Sunday, November 12, 2017

Desa Wisata Menggeliat

Kampung Tematik Mulai Menarik Wisatawan
Program Kampung Tematik di Kota Semarang, Jawa Tengah, terbukti meningkatkan kunjungan wisata ke sejumlah lokasi yang sebelumnya tidak dilirik turis. Pergerakan roda ekonomi di kampung tematik ikut mengurangi kemiskinan.

Kepala Bidang Industri Pariwisata Dinas Kebudayaan dan Pariwisata Kota Semarang, Syamsul Bahri Siregar, Senin (24/7), mengatakan, program Kampung Tematik bertujuan mendorong wilayah kumuh menjadi tempat yang layak agar warganya berkreasi dan mendapat penghasilan. “Kampung yang sebelumnya kumuh bisa berubah.
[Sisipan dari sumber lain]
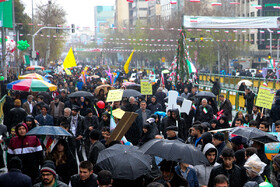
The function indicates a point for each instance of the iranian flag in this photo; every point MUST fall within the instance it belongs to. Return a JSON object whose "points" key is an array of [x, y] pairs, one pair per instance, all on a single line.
{"points": [[205, 110], [216, 4], [193, 20], [162, 78], [49, 142], [234, 3]]}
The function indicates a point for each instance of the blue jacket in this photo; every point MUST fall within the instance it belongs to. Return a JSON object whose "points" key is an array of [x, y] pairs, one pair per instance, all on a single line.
{"points": [[43, 122], [14, 178], [191, 176]]}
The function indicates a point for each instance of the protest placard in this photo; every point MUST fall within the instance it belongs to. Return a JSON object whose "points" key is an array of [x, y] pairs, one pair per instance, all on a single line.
{"points": [[265, 97], [146, 87], [114, 95]]}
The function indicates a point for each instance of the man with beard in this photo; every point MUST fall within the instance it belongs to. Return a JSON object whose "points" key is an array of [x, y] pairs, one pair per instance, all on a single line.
{"points": [[203, 170], [48, 174]]}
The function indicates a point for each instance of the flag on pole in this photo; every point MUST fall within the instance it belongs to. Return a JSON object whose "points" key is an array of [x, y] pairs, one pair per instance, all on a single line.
{"points": [[69, 61], [205, 110], [49, 142], [126, 65]]}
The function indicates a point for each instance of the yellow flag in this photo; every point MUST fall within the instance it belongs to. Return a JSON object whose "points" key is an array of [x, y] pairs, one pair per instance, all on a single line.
{"points": [[126, 65], [69, 60]]}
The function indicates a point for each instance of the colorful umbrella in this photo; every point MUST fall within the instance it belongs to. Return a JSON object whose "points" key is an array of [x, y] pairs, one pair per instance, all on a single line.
{"points": [[34, 76], [35, 67], [33, 85]]}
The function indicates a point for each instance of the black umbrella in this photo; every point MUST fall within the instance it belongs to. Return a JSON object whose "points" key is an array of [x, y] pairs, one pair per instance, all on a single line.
{"points": [[136, 87], [125, 162], [131, 93], [205, 94], [81, 94], [179, 99], [174, 150], [254, 134]]}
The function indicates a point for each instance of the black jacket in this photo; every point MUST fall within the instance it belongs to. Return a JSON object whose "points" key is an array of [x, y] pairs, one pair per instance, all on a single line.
{"points": [[15, 116], [94, 151], [227, 109], [202, 117], [90, 182], [235, 175], [8, 179]]}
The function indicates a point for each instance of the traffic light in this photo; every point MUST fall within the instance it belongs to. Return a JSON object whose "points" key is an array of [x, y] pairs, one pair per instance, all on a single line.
{"points": [[57, 30], [201, 38], [73, 28]]}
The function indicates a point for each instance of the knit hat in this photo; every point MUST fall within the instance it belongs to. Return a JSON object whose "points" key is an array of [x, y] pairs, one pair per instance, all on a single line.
{"points": [[17, 102], [237, 140], [219, 136], [49, 167], [276, 160]]}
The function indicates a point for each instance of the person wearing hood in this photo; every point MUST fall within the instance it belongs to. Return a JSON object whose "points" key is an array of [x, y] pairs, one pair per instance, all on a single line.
{"points": [[91, 122], [223, 123], [16, 115], [154, 106], [28, 149], [172, 133], [29, 121], [146, 135], [105, 120], [254, 168], [64, 160], [219, 143], [203, 171]]}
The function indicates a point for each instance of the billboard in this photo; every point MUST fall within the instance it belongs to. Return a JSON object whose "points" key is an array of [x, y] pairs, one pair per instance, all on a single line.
{"points": [[231, 22]]}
Seperti Kampung Randusari yang kini jadi kampung pelangi setelah rumah-rumah kumuh di lereng Bukit Brintik dicat warna-warni dan menjadi lebih bagus. Kini, banyak orang datang ke kampung pelangi untuk berwisata,” ujar Syamsul.
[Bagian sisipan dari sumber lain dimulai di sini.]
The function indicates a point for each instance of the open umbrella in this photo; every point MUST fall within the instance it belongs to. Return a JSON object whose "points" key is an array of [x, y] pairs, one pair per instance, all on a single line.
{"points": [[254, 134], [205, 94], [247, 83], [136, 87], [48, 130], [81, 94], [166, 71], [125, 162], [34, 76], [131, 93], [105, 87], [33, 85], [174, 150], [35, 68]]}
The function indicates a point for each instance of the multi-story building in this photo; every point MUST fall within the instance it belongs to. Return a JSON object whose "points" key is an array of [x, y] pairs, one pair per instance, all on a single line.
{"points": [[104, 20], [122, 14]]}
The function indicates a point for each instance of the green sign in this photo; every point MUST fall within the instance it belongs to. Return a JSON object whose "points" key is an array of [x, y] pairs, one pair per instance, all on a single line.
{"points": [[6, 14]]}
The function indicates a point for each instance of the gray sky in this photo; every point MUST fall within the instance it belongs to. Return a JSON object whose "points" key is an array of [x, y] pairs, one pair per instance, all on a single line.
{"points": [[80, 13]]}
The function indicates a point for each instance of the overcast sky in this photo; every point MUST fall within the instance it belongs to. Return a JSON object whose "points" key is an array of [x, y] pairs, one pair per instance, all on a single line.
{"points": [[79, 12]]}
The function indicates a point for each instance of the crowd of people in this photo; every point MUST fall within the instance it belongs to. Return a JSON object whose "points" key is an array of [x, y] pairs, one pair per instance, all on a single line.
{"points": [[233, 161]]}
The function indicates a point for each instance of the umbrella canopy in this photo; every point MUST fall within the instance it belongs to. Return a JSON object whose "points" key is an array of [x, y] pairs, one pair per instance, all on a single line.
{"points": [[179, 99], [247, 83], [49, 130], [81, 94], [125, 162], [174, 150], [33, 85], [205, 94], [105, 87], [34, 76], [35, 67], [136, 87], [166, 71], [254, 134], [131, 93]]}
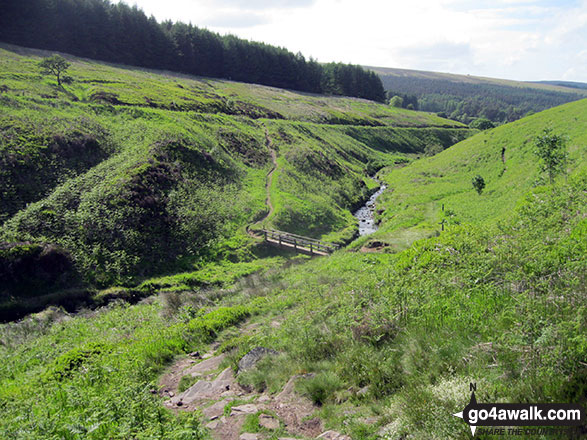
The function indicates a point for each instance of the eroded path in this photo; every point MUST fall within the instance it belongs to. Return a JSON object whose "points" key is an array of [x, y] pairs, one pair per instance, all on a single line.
{"points": [[225, 405], [268, 183]]}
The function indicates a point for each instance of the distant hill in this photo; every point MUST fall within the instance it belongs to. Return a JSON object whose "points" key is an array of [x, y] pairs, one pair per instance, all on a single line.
{"points": [[128, 172], [465, 97], [502, 156], [569, 84], [118, 33]]}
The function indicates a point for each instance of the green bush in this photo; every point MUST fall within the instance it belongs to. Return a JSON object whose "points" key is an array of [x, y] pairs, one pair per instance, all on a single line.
{"points": [[320, 388]]}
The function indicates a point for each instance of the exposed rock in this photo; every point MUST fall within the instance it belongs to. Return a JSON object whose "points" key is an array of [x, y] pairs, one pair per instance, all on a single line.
{"points": [[204, 389], [215, 411], [268, 422], [251, 359], [363, 391], [206, 366], [288, 390], [214, 424], [248, 408]]}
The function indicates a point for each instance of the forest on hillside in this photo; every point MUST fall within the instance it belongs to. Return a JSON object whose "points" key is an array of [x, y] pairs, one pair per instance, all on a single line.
{"points": [[119, 33], [465, 101]]}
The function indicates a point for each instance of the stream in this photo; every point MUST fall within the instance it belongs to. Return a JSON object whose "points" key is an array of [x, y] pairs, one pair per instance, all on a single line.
{"points": [[366, 214]]}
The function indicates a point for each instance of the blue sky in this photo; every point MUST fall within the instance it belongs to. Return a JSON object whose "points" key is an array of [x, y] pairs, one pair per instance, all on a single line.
{"points": [[513, 39]]}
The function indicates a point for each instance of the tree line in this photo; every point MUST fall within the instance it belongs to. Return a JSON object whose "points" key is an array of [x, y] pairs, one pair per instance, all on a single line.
{"points": [[465, 102], [119, 33]]}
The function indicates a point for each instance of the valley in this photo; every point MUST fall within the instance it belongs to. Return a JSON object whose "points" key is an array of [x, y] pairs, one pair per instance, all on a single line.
{"points": [[135, 280]]}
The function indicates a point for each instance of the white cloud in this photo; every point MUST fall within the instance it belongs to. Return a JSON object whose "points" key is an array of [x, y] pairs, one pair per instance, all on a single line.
{"points": [[518, 39]]}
Sejak dicanangkan dua tahun lalu, sudah terwujud 32 kampung tematik. Pemkot Semarang menyiapkan anggaran Rp 200 juta sebagai dana stimulan bagi warga yang mengubah kampungnya menjadi kampung tematik. Perubahan harus sesuai dengan karakter kampung, misalnya kampung batik, kampung sentra bandeng, kampung hidroponik, kampung industri rumahan, ataupun kampung agro.

Meski gairah warga mulai tumbuh, mereka belum begitu terlibat dalam memperoleh manfaat kunjungan itu. Padahal, ketika kampung tematik terbangun, warga setempat dapat membuka kafe, kerajinan tangan, atau menyajikan kuliner lokal.

KOMPAS/ADITYA PUTRA PERDANA--Sawah dan kolam ikan terhampar di kawasan Desa Wisata Kandri, Kecamatan Gunungpati, Kota Semarang, Jawa Tengah, Senin (24/7). Di desa itu, wisata yang ditawarkan adalah outbound untuk merasakan langsung aktivitas warga desa, seperti bertani, beternak, dan berkebun. Pada 2016, kunjungan ke Desa Wisata Kandri sekitar 5.000 orang.

Menurut Lurah Wonolopo, Kecamatan Mijen, Nujuladin Anto, wilayahnya ditetapkan sebagai Kampung Sehat karena menjadi sentra perajin jamu gendong dengan rempah-rempah seperti jahe merah, kunir, dan tanaman obat lain. Namun, belum ada kafe untuk gerai jamu sehat. Seluruh hasil olahan dipasarkan ke luar sehingga wisatawan belum dapat menikmati jamu seduhan khas kampung jamu.

Kualitas pengelolaan
Kepala Bidang Pengembangan Destinasi Pariwisata Dinas Kepemudaan, Olahraga, dan Pariwisata Provinsi Jateng Prambudi Trajutrisno menilai, potensi desa yang menawarkan kearifan lokal di sejumlah daerah belum diikuti kualitas pengelolanya. Peningkatan mutu sumber daya manusia melalui pemberdayaan warga menjadi kunci agar desa wisata kian berkembang.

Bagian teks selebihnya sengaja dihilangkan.